# Bobcats Summer League Thread



## Diable (Apr 26, 2005)

http://www.nba.com/bobcats/orlando_summer_league_100630.html

This is actually a pretty interesting roster as there are quite a few invitees who have made rosters in the past and might make one next year. I wonder if we signed Sherron Collins to any sort of deal as who knows what will happen with Raymond. I don't think he's really an NBA player, but if lose Raymond then someone is going to get a shot with us.

I just realized that Darius Miles is on the team. I guess he heard about the local skunkweed.

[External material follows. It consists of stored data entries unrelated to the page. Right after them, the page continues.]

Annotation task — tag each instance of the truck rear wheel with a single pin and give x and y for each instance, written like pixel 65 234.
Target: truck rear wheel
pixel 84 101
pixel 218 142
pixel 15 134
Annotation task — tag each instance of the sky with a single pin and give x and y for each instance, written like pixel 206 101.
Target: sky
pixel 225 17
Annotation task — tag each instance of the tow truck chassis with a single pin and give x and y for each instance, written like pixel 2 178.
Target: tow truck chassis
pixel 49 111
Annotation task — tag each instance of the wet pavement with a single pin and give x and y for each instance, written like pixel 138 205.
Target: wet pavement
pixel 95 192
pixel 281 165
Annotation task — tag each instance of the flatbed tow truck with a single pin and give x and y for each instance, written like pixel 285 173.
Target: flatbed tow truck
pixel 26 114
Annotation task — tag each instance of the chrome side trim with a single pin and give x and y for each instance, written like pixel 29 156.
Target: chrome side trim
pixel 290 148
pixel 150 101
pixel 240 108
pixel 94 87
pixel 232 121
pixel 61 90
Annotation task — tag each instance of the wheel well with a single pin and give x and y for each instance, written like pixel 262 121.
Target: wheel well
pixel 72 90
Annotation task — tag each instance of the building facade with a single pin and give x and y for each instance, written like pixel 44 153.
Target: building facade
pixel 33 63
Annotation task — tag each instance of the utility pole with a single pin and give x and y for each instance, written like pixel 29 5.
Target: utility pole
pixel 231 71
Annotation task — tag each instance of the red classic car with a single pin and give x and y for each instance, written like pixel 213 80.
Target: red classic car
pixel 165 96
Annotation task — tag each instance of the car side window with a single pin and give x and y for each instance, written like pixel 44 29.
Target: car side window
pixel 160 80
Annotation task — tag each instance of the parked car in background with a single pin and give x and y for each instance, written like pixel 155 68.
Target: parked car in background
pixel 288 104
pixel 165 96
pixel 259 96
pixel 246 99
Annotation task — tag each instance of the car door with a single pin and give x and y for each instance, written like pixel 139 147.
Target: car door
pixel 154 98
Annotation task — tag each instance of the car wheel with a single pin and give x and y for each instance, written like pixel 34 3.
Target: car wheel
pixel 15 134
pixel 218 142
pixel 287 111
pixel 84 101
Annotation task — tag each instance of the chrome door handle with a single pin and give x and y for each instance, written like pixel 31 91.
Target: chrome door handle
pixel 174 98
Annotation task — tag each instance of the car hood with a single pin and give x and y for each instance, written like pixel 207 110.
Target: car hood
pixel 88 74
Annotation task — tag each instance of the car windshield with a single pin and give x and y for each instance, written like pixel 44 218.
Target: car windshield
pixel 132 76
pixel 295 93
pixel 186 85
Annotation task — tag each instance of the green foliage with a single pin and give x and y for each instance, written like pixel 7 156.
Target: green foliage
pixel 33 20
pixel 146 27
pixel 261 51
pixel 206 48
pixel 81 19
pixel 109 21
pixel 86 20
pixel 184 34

> The Charlotte Bobcats announced today the team’s invitees for its 2010 summer camp held July 1-4 at the RDV Sportsplex in Orlando, Florida. Current Bobcats Alexis Ajinca, Gerald Henderson and Derrick Brown headline a group that also includes six collegiate standouts not selected in the 2010 NBA Draft.
> 
> The Bobcats will compete in the 2010 AirTran Airways Pro Summer League from July 5-9. The 20-game event will include the Orlando Magic, New Jersey Nets, Philadelphia 76ers, Indiana Pacers, Oklahoma City Thunder, Utah Jazz and the 2010 Eastern Conference Champion Boston Celtics. Charlotte assistant coach Dave Hanners will serve as Head Coach during the team’s five games.
> 
> ...


----------